Both passes landed directly in the hands of Dallas cornerback Larry Brown, who wasn’t even covering a receiver on either play. Brown went on to win Super Bowl MVP, thanks entirely to O’Donnell’s mind-boggling mistakes. Those turnovers weren’t just costly—they were catastrophic, turning a close game into a 27-17 Cowboys victory… and landed O’Donnell on our list of worst postseason quarterbacks of all-time.
Kirk Cousins
If there’s one thing Kirk Cousins is known for, it’s putting up big numbers in the regular season—and even bigger question marks in the postseason. Cousins is the king of 1 p.m. kickoffs, where he can carve up defenses and rack up stats. But when the lights get brighter and the games matter more, his performances tend to wilt faster than a bouquet in the desert.
Cousins has made six playoff starts in his career, and while he’s managed one memorable win—a thrilling overtime victory against the Saints in the 2019 Wild Card round—his overall playoff résumé is… uninspiring. He’s 2-4 in those games, with just five touchdowns against four interceptions.
The issue with Cousins in the NFL postseason isn’t just the numbers—it’s the way he plays in big moments. Take the now infamous check down in the final seconds of the 2022 Wild Card game against the New York Giants.
The play perfectly encapsulated his postseason struggles—timid decisions, playing it safe, and coming up short when the stakes are highest.

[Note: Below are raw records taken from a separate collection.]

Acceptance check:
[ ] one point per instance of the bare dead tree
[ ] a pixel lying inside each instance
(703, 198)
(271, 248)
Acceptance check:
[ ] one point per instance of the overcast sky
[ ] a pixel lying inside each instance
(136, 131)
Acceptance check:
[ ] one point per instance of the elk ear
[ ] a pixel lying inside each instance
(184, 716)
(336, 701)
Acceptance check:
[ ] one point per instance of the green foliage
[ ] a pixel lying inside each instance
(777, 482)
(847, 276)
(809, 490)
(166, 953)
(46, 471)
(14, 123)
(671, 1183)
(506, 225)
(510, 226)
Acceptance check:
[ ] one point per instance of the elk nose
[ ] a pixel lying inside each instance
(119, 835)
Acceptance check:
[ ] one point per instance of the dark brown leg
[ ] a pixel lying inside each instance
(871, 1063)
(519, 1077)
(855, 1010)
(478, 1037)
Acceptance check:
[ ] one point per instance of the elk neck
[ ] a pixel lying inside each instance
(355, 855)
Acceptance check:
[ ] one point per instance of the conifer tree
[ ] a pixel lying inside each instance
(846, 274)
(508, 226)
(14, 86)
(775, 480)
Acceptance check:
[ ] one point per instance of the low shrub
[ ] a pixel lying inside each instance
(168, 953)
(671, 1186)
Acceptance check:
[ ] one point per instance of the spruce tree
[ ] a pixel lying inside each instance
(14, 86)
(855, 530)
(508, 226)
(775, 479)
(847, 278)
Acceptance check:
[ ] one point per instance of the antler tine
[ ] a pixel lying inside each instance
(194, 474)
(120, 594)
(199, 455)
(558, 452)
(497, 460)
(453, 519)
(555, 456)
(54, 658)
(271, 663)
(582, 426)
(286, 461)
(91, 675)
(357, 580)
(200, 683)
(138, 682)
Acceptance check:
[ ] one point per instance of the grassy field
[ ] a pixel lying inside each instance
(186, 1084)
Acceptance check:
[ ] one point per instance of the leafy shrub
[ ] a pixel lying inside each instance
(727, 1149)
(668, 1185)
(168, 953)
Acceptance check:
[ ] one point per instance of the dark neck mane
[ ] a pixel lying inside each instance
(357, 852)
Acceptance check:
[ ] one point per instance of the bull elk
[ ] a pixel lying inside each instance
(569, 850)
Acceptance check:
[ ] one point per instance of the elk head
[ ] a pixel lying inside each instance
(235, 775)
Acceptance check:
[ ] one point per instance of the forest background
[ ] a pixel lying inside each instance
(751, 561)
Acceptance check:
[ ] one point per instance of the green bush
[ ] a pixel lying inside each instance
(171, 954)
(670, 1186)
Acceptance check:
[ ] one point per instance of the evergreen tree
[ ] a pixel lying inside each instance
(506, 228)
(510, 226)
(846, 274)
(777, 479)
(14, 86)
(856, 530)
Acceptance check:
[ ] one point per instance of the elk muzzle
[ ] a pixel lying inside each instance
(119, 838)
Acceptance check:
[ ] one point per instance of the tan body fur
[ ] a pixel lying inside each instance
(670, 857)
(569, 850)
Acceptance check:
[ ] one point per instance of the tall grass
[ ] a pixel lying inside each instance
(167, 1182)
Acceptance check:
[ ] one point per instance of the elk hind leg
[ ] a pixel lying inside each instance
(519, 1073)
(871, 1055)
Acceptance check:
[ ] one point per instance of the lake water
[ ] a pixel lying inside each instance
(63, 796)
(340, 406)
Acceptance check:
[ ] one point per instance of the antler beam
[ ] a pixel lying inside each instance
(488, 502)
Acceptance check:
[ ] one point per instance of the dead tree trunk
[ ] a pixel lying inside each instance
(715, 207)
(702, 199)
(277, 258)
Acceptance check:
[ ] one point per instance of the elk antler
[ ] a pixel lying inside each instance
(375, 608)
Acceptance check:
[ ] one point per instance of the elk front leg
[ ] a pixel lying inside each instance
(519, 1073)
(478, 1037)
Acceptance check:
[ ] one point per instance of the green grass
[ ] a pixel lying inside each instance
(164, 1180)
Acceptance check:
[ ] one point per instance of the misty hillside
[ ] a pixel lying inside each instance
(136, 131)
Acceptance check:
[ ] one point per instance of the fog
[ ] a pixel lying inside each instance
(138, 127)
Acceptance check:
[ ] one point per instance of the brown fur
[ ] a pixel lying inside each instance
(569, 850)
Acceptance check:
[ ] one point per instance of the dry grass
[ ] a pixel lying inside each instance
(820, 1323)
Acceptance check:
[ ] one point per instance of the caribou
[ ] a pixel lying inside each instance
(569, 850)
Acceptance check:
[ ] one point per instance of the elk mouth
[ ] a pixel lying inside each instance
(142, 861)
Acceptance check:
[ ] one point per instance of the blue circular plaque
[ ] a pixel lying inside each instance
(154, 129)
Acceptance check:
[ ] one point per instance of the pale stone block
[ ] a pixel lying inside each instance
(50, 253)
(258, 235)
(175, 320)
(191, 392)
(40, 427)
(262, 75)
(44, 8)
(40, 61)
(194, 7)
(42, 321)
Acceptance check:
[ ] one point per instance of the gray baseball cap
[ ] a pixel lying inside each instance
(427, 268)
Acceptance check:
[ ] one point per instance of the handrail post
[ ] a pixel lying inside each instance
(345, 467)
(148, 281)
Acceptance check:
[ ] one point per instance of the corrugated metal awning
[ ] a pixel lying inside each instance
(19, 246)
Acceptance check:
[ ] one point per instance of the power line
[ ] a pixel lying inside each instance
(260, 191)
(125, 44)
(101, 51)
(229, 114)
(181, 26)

For all his talent and gaudy stats, Cousins remains one of the most polarizing quarterbacks in the NFL. Fans and analysts alike are left asking the same question year after year: can he ever rise to the occasion when it matters most? So far, the answer has been a frustrating “no.”
And based on what we saw from him during his first season in Atlanta coming off that Achilles injury, unfortunately, it seems likely that he’s cemented himself as the poster child for playoff underachievement.